Webhook
With webhooks, you can subscribe to events occurring in Shopware. Whenever such an event occurs, a POST
request will be sent to the URL specified for this particular event.
To use webhooks in your app, you need to implement a <webhooks>
element in your manifest file as shown below:
<?xml version="1.0" encoding="UTF-8"?>
<manifest xmlns:xsi="http://www.w3.org/2001/XMLSchema-instance" xsi:noNamespaceSchemaLocation="https://raw.githubusercontent.com/shopware/shopware/trunk/src/Core/Framework/App/Manifest/Schema/manifest-2.0.xsd">
<meta>
...
</meta>
<webhooks>
<webhook name="product-changed" url="https://example.com/event/product-changed" event="product.written"/>
</webhooks>
</manifest>
This example illustrates how to define a webhook with the name product-changed
and the URL https://example.com/event/product-changed
, which will be triggered if the event product.written
is fired. So every time a product is changed, your custom logic will get executed. Further down, you will find a list of the most important events you can hook into.
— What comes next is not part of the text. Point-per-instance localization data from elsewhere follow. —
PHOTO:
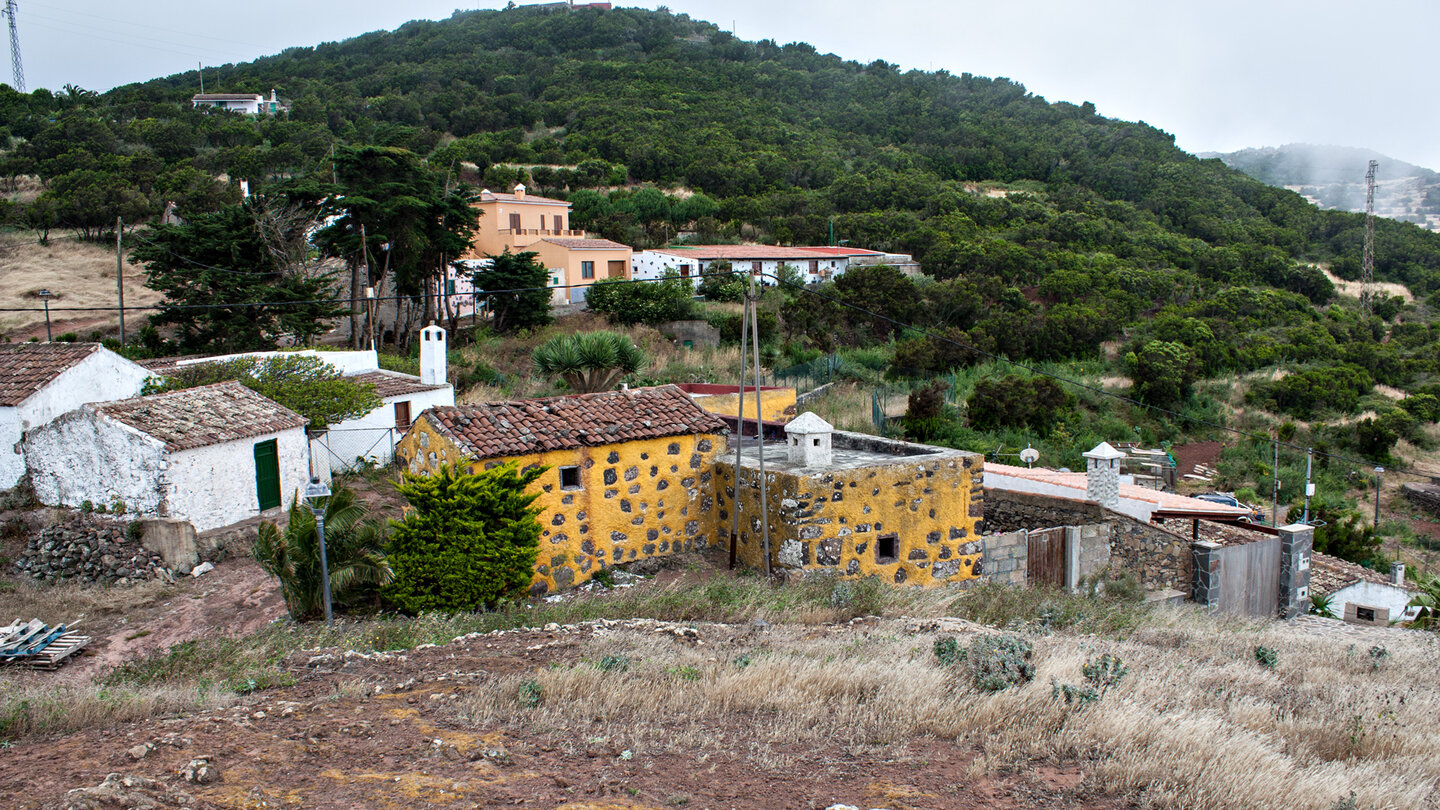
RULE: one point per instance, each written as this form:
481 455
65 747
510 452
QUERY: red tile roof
26 368
576 244
1329 574
200 417
562 423
501 196
743 252
393 384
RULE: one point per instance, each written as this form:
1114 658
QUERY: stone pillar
1073 559
1103 474
1207 574
1296 545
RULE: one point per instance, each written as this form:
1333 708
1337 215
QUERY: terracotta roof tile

An event contains as much data as is needed to react to that event. The data is sent as JSON in the request body:
The source
property contains all necessary information about the Shopware instance that sent the request:
url
is the URL under which your app can reach the Shopware instance and its API.appVersion
is the version of the app that is installed.shopId
is the id by which you can identify the Shopware instance.eventId
is a unique identifier of the event. This id will not change if sending of the webhook is retried, etc. Since 6.4.11.0.
The next property, data
contains the name of the event so that a single endpoint can handle several different events. data
also contains the event data in the payload
property. Due to the asynchronous nature of these webhooks, the payload
for entity.written
events does not contain complete entities as these might become outdated. Instead, the entity in the payload is characterized by its id, stored under primaryKey
, so the app can fetch additional data through the shop API. This also has the advantage of giving the app explicit control over the associations that get fetched instead of relying on the associations determined by the event. Other events, in contrast, contain the entity data that defines the event but keep in mind that the event might not contain all associations.
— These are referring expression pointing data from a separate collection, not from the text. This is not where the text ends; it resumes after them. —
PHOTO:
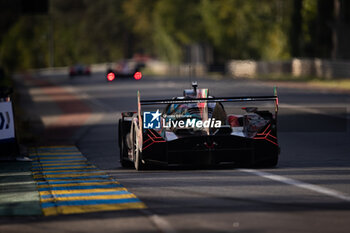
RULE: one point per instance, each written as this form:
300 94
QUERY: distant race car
197 129
79 69
125 69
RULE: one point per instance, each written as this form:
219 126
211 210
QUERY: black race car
197 129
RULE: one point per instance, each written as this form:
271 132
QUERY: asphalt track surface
309 190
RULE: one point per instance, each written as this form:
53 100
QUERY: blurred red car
79 69
125 69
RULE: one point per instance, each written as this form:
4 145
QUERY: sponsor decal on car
153 120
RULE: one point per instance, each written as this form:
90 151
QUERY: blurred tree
90 31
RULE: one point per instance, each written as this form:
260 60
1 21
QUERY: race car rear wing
202 100
219 99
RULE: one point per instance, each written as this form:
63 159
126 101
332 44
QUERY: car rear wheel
137 155
269 163
123 153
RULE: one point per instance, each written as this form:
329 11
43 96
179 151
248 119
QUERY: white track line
300 184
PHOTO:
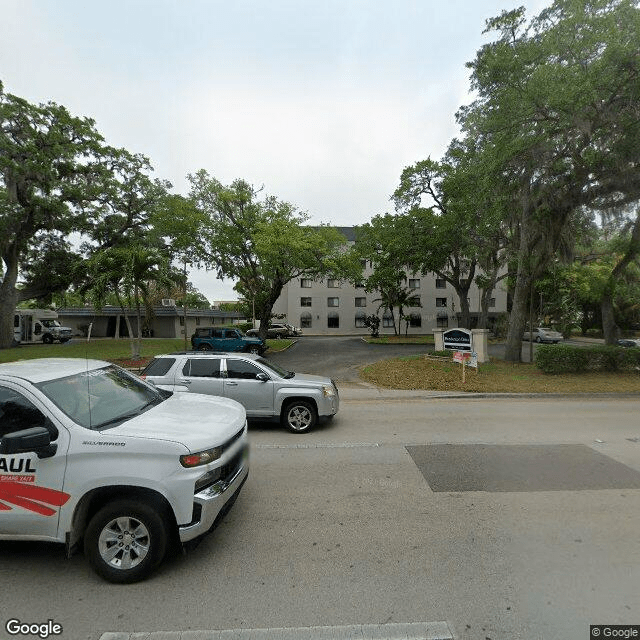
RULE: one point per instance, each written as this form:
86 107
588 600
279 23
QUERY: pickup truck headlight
328 391
202 457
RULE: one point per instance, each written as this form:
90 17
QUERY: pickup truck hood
198 422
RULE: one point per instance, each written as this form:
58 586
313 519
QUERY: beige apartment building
329 306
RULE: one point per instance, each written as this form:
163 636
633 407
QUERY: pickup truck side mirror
37 439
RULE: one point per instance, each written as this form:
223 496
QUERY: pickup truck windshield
100 398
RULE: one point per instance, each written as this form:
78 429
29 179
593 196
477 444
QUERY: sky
323 103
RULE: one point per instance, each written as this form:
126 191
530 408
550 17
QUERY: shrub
558 359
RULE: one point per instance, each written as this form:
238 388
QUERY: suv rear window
158 367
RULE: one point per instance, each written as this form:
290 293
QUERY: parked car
278 330
267 391
225 339
544 334
629 342
90 453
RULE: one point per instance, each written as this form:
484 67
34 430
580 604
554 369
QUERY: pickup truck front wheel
125 541
299 416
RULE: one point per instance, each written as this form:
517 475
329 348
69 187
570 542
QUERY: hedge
568 359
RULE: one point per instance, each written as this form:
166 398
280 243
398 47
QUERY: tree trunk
8 297
610 328
518 317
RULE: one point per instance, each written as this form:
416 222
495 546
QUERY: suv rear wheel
299 416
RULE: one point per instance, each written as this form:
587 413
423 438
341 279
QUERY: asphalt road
347 525
339 357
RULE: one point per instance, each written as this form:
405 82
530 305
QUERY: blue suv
224 339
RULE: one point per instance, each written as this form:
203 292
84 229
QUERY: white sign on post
457 340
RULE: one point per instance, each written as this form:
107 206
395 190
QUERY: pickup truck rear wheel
299 416
125 541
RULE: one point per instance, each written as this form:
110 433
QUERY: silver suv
267 391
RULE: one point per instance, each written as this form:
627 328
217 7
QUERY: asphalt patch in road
512 468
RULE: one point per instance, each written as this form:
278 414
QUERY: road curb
391 631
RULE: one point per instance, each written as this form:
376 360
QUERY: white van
39 325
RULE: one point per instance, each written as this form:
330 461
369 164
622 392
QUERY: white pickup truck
89 452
The next property, timestamp
is the time at which the webhook was handled. This can be used to prevent replay attacks, as an attacker cannot change the timestamp without making the signature invalid. If the timestamp is too old, your app should reject the request. This property is only available from 6.4.1.0 onwards
INFO
Starting from Shopware version 6.4.1.0, the current Shopware version will be sent as a sw-version
header. Starting from Shopware version 6.4.5.0, the current language id of the shopware context will be sent as a sw-context-language
header, and the locale of the user or locale of the context language is available under the sw-user-language
header.
You can verify the authenticity of the incoming request by checking the shopware-shop-signature
every request should have a SHA256 HMAC of the request body that is signed with the secret your app assigned the shop during the registration. The mechanism to verify the request is exactly the same as the one used for the confirmation request.
You can use a variety of events to react to changes in Shopware that way. See that table Webhook-Events-Reference for an overview.
Webhooks for live version only
INFO
This feature has been introduced with Shopware version 6.5.7.0
There might be cases when you only want to call the webhook when an entry is written to the database with live version ID (Shopware\Core\Defaults::LIVE_VERSION
). For example when orders are created, you want to filter out drafts and only call your webhook when an order is actually placed. See more on versioning entities here.
You can achieve this by adding the option onlyLiveVersion
to your webhook definition in the manifest file:
<webhook name="order-created" url="https://example.com/event/order-created" event="order.written" onlyLiveVersion="true"/>
By default, this option is set to false
and the webhook will be called for every version of the entity.
This option is only checked for instances of HookableEntityWrittenEvent
. For other events, the option is ignored.
If this option is enabled the payload of your webhook will also be filtered to only contain entries that have live version id.